Only three months ago, Admiral Vysotsky was publicly touting big plans for Russia’s submarine fleet:

  • “On June 1 or a bit later we will resume routine extended patrolling of the world’s oceans by strategic nuclear submarines,” Admiral Vysotsky said at a meeting with naval personnel on 3 Feb.  The Russian military believes that the submarine fleet is still the backbone of the Russian Navy, and that it will continue to play an important deterrent role in the future.
  • Sevmash shipyard [in Severodvinsk] is to convert the nuclear submarine Belgorod for a “series of special missions,” said Admiral Vysotsky [on 9 Feb.].  “Belgorod will be completed as a special project.  The boat will have many special tasks ahead of it,” Vysotsky said.

Admiral Chirkov [you may be more familiar with his brother Yuri] is singing from a slightly different hymnal:

After his appointment, Chirkov said he would prioritize the construction of navy fleets in Russia. “The most important thing for Russia is to build a fleet with the support of the president and like-minded persons,” Chirkov stated.

And who might those ‘like-minded persons’ be?  In Comrade Bear’s new Russia, that could be almost anyone and everyone.

In any case, Lunghu doesn’t see this as merely another internal bureaucratic naval battle between the Silent Service (Vysotsky) and the Tincan Sailors (Chirkov).  Was a blue Honda somehow involved?

 

Dis-Oriented

November 8, 2011

Faithful readers will know that Lunghu is not a fan of Cousin Nicky –he’s just another duplicitous quarryman, after all– but at least he’s somewhat candid in conversation with a lodge brother.   Leaving aside (for the moment) the question of whether the “overhear” was heartfelt and impromptu or carefully scripted, let’s briefly consider what the actual impact on international relations will be. … Okay, that’s enough time pondering:  the answer is –not much.  Unfortunately.

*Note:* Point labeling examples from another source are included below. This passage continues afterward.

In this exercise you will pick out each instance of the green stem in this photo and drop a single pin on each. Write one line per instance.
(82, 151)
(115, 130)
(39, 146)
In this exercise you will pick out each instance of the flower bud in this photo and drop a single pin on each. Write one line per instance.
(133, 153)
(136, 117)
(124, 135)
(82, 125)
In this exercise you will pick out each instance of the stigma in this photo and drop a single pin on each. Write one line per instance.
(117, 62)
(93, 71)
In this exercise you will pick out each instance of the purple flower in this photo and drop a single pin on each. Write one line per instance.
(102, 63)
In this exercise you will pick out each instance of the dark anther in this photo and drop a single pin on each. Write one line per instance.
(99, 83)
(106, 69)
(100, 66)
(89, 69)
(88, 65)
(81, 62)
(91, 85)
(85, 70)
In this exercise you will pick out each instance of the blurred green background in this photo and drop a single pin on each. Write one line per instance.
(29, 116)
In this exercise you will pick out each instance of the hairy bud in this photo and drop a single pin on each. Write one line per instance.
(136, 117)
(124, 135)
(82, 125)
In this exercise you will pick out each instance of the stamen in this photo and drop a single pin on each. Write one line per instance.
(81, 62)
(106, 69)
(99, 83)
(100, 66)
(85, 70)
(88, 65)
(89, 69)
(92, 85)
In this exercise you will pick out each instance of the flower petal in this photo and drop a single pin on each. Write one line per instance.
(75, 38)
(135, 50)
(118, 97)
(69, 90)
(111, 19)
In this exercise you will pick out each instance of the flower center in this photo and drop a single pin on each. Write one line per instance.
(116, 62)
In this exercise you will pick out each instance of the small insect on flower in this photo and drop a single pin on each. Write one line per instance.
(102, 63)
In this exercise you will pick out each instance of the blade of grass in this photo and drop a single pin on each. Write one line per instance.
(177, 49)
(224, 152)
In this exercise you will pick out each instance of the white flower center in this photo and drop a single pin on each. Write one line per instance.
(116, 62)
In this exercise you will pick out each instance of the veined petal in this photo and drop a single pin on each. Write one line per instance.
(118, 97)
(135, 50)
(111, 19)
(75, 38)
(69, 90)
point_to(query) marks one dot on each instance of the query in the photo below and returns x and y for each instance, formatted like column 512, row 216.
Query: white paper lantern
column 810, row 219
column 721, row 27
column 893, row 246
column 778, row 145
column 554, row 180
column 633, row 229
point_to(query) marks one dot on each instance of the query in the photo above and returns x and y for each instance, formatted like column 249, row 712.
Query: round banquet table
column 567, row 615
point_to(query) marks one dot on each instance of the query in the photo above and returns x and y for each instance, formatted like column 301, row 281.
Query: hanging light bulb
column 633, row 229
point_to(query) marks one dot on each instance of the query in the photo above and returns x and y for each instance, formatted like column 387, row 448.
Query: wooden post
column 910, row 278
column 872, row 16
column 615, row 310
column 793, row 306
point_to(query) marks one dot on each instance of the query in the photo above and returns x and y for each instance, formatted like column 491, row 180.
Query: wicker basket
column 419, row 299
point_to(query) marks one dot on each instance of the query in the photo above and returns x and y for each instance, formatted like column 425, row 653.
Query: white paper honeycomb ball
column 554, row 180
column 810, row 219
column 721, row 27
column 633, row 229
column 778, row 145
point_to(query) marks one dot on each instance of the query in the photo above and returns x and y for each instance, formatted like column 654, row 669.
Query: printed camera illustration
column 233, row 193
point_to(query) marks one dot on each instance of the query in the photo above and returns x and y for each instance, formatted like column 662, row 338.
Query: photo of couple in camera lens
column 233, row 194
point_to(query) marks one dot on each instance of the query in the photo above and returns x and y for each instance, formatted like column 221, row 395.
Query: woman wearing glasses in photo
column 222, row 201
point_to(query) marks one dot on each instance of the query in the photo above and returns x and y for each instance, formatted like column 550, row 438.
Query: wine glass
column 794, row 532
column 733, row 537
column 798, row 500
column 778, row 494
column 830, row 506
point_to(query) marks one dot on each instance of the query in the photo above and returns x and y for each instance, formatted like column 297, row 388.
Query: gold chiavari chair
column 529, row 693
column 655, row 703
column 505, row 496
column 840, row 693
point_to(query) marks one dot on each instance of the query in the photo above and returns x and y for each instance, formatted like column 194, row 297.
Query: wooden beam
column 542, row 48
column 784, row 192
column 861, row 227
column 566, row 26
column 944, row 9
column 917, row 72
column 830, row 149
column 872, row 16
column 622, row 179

Cousin Nicky meets King Candor

But how about the impact on domestic French electoral politics?  For Nicky, that’s what really counts, now and throughout 2012.  Although DSK is out of the way, his pudgy successor/rival François is now the beneficiary of the nation’s mounting malaise français.  That isn’t good for Nicky’s re-election prospects:  he’s got to make it through to the second round of voting in order to ultimately triumph as the champion bulwark against godless socialism.  To do that, Nicky needs to repeat his 2007 strategy of siphoning votes from the National Front by playing to the fears and prejudices of conservative French voters.

Step 1:  [2010] round up the usual suspects the Roma/gypsies/zigane.

Step 2:  [2011] Reconquer North Africa.  Algeria and Morocco are wonderful trading partners with (mostly) accommodating governments, but Libya! Libya!  C’est incroyable!

Step 3:  [2011 & beyond] Awaken the sentiments of anti-Semitism that lightly slumber in the bosom of many a faithful French patriot.  This tactic needs a particularly subtle touch since Nicky himself is Jewish on his mother’s side of the family, and all of France knows it [hence his frequent and fervent professions of his patrimonial Catholicism].   Calling Benny (a man even Israelis hate) a liar in front of the world press is truly a masterful stroke!  Getting Obama to agree and commiserate is just glaze on the ham.  Nicky gets to have it both ways:  French Jews don’t like Netanyahu either, and French anti-Semites have to grudgingly admit that at least Nicky’s no momma’s boy.

Will it be enough to get Cousin Nicky another five year lease on the Élysée Palace?  That remains to be seen.  The campaign has just begun.  La guerre n’est pas fini.